Ainsi, l’une des finalités de la collecte des adresses IP qui est d’assurer une protection efficace de ses serveurs peut se trouver dépourvue d’effet si la réglementation applicable aux données personnelles n’a pas été respectée.

Par ailleurs, à partir du moment où la réglementation encadrant le recueil de données personnelles s’applique, la question du consentement de la personne concernée peut se poser. On comprend la difficulté de ce recueil lorsque la finalité du traitement en cause est d’assurer la sécurité de son site internet ou de ses serveurs. L’arrêt de la CJUE du 19 octobre 2016 vient rappeler opportunément l’article 7 de la directive 95/46 qui précise que si le consentement est obligatoire, quelques exceptions sont admises. Parmi celles-ci, le consentement est considéré comme non obligatoire lorsque le traitement est « nécessaire à la réalisation de l’intérêt légitime poursuivi par le responsable du traitement ou par le ou les tiers auxquels les données sont communiquées, à condition que ne prévalent pas l’intérêt ou les droits et libertés fondamentaux de la personne concernée (…) ». La CJUE rappelle que ces exceptions au consentement ne peuvent être ni élargies ni diminuées par les lois de transposition nationales.

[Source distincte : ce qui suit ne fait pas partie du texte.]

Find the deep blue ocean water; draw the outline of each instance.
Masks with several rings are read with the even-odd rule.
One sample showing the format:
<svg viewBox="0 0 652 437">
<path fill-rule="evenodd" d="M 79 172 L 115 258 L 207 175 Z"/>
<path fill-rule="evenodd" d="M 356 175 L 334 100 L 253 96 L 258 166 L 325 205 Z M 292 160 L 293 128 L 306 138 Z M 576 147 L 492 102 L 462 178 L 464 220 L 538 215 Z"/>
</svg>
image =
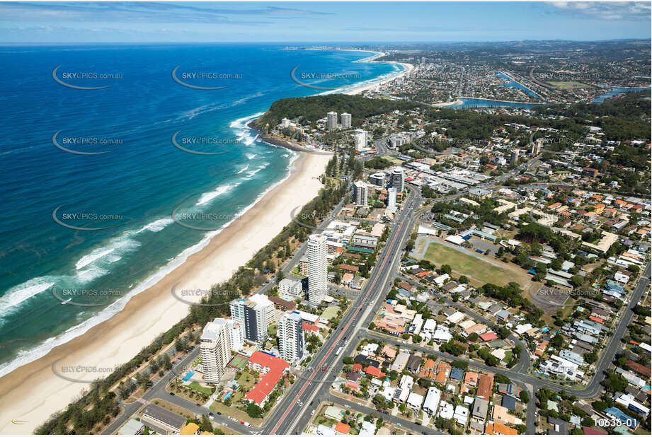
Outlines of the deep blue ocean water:
<svg viewBox="0 0 652 437">
<path fill-rule="evenodd" d="M 370 53 L 281 49 L 0 49 L 6 73 L 0 77 L 0 375 L 119 311 L 287 177 L 294 153 L 260 141 L 245 125 L 274 100 L 320 92 L 292 81 L 294 66 L 297 74 L 353 76 L 304 81 L 327 87 L 401 69 L 354 62 Z M 181 81 L 220 88 L 178 83 L 178 66 Z M 55 76 L 64 83 L 108 87 L 62 85 L 53 78 L 57 66 Z M 183 148 L 219 154 L 180 150 L 175 133 Z M 69 153 L 55 141 L 108 153 Z M 177 207 L 185 227 L 172 219 Z"/>
</svg>

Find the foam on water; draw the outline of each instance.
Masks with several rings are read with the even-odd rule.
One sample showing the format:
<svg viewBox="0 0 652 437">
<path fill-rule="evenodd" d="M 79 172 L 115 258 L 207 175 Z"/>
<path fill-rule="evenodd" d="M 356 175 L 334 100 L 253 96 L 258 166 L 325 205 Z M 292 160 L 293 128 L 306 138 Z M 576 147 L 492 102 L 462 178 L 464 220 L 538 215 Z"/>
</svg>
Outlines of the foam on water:
<svg viewBox="0 0 652 437">
<path fill-rule="evenodd" d="M 199 198 L 199 200 L 197 201 L 197 203 L 195 204 L 195 206 L 199 206 L 200 205 L 206 204 L 215 197 L 221 196 L 224 193 L 229 192 L 239 185 L 240 182 L 236 182 L 235 184 L 227 184 L 226 185 L 220 185 L 213 191 L 210 191 L 202 194 L 201 197 Z"/>
<path fill-rule="evenodd" d="M 250 116 L 249 117 L 246 118 L 253 120 L 257 116 L 259 115 Z M 267 143 L 265 143 L 265 144 L 267 144 Z M 269 144 L 269 146 L 274 146 L 273 144 Z M 127 303 L 129 302 L 132 297 L 142 293 L 144 290 L 147 290 L 151 286 L 156 284 L 159 281 L 165 277 L 165 276 L 170 272 L 183 264 L 183 262 L 185 262 L 189 256 L 193 253 L 199 252 L 205 247 L 206 247 L 206 245 L 210 242 L 213 237 L 219 235 L 219 233 L 222 231 L 222 230 L 229 226 L 234 220 L 236 220 L 238 217 L 242 214 L 244 214 L 246 211 L 253 208 L 263 197 L 265 197 L 267 193 L 268 193 L 270 191 L 280 184 L 283 183 L 290 177 L 290 175 L 291 174 L 293 168 L 292 163 L 298 157 L 299 153 L 292 151 L 291 153 L 290 165 L 288 165 L 287 171 L 286 172 L 285 176 L 276 183 L 272 184 L 267 188 L 267 190 L 261 193 L 251 204 L 240 211 L 237 216 L 232 220 L 228 223 L 224 223 L 219 229 L 207 233 L 206 235 L 202 239 L 202 240 L 198 243 L 183 250 L 181 254 L 173 258 L 154 274 L 151 275 L 144 281 L 137 285 L 126 296 L 118 299 L 95 315 L 84 320 L 81 323 L 69 328 L 62 334 L 47 339 L 45 342 L 39 344 L 38 346 L 35 346 L 28 350 L 21 351 L 14 359 L 4 365 L 0 365 L 0 377 L 9 373 L 12 371 L 16 370 L 21 366 L 45 356 L 53 348 L 67 343 L 72 339 L 82 335 L 93 327 L 110 319 L 112 317 L 113 317 L 113 315 L 120 313 L 125 308 L 125 305 L 127 305 Z M 51 284 L 54 284 L 55 282 L 51 281 Z M 44 289 L 47 289 L 50 286 L 52 286 L 52 285 L 48 285 L 48 286 L 45 287 Z"/>
</svg>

En l’espèce, un citoyen allemand se plaignait de ce que son adresse IP avait été collectée par un site des services fédéraux allemand qu’il avait consulté. Le responsable de traitement justifiait l’existence de ce fichier par l’impératif de sécurité et la volonté de se prémunir contre les attaques. Pour la CJUE, cette approche était conforme à l’article 7 de la directive, « l’objectif visant à garantir la capacité générale de fonctionnement des (…) services [pouvant] justifier l’utilisation desdites données après une session de consultation de ceux-ci ». La continuité des services, et donc la finalité liée à la sécurité d’un site internet est pour la CJUE un intérêt légitime qui justifie l’absence de consentement, cet intérêt légitime prévalant sur l’intérêt ou les droits et libertés fondamentaux de la personne concernée.

Il est à noter que cette exception au principe du recueil du consentement sera toujours applicable sous l’ère du Règlement, l’article 6, 1, f) prévoyant la même exception, formulée dans des termes identiques.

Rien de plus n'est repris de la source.